En dehors de l’architecture, il faudra évidemment attirer des visiteurs pour que le parc soit économiquement rentable et pour cela, il va falloir ajouter des animaux. Pour ce faire, il faut au préalable disposer d’infrastructures adaptées, avec un centre de soins pour les animaux, un centre d’échange pour récupérer les animaux et les ajouter dans leurs enclos et bien entendu, concevoir des enclos adaptés aux animaux.

Le soft nous offre un large panel d’animaux que l’on peut prendre en charge dans nos parc, moyennant de l’argent ou des points que l’on gagne en remplissant des objectifs et en se connectant au jeu. Parmi les animaux, certains nécessitent plus ou moins d’aménagements pour se sentir bien dans le parc et éviter d’attirer les foudres des défenseurs des animaux. Au programme, il faudra donc proposer un environnement bien spécifique pour chaque enclos, avec de l’herbe courte, de la pierre, terre etc… D’y ajouter des arbres, des rochers, ajouter un abri ou encore des mangeoires ou de l’équipement pour que les animaux puissent se divertir. Bref, il faut vraiment prendre en compte les besoins liés à chaque espèce, y compris la température car chaque espèce est plus ou moins sensible à la chaleur.

Vous l’aurez compris ce ne sera pas une tâche facile et en début de partie il sera conseillé d’adopter des animaux nécessitants des contraintes moindres. Ce sont autant de facteurs à ne pas négliger si l’on veut réussir à faire prospérer notre parc zoologique.

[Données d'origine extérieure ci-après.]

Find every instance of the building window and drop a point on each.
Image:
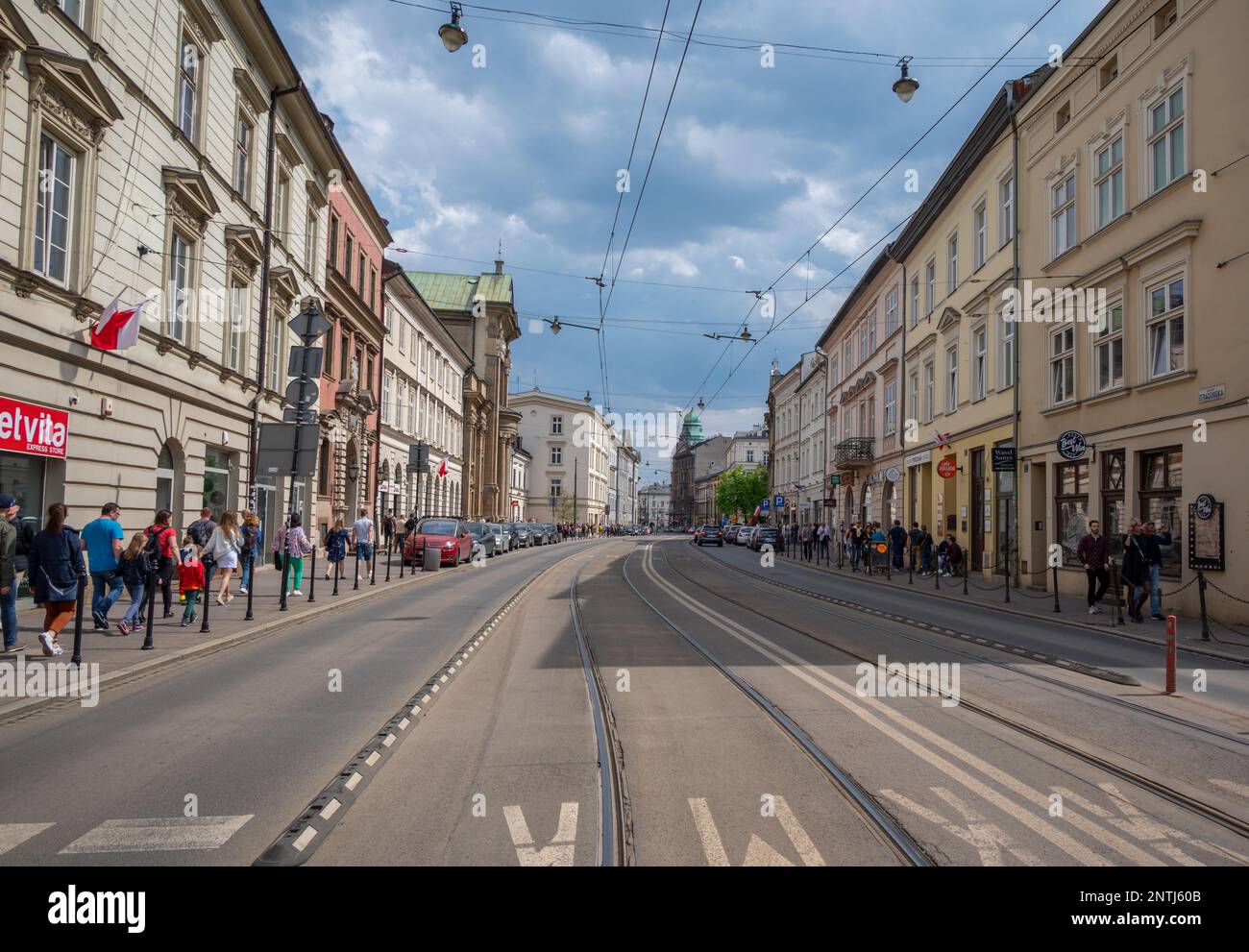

Bonjour, bienvenue dans l’équipe :

La gestion d’ailleurs, parlons-en, car il s’agit d’un autre aspect du jeu qui paraît assez évident et qui nécessite une réelle stratégie. Pour gérer le parc il faut embaucher du personnel, qu’il faudra évidemment payer chaque mois, les bâtiments, animaux et même l’électricité coûtent une certaine somme d’argent qu’il faut évidemment prendre en compte.

C’est pourquoi, le jeu nous offre plusieurs options afin de gérer la trésorerie, on peut déjà commencer par augmenter le prix de l’entrée, à un certain niveau et en fonction du nombre d’animaux présents dans le parc. Car si le prix est trop élevé, il y aura moins de visiteurs. L’autre solution, reste de proposer des services payants divers, comme des visites du parc, de faire payer l’utilisation des WC ou encore augmenter les prix dans les boutiques. Ce qui peut permettre d’obtenir un certain équilibre financier, pour que le parc puisse continuer de prospérer. Pour continuer d’attirer des visiteurs, notre parc doit donc faire en sorte de proposer des nouveautés voire même, de faire de la publicité sur divers supports, pour continuer de faire venir des visiteurs.

L’aspect gestion est donc assez poussé et nécessite un stratagème à mettre en place et à appliquer. Car si l’on s’endette trop, il sera impossible de remonter la pente car l’ajout de nouveautés reste l’une des meilleures options pour récupérer du monde dans le jeu.

Conclusion :

Après un Jurassic World Evolution en demi-teinte, Frontier nous propose un tout nouveau jeu de gestion prometteur qui offre suffisamment de contenus pour combler les fans du genre. Le titre offre en plus une représentation des animaux qui est assez fidèle, avec une modélisation plutôt sympathique et des comportements réalistes, ce qui rend le jeu d’autant plus sympathique. On note tout de même que la monnaie que l’on peut utiliser pour acheter des espèces animales, reste assez difficile à acquérir du moins, durant la bêta. Il faut donc espérer que le titre proposera plus d’animaux à obtenir contre de l’argent, sans quoi il deviendra compliquer de proposer des nouveautés dans nos parcs. Le jeu reste un très bon choix pour les fans de gestion et de jeux de stratégie.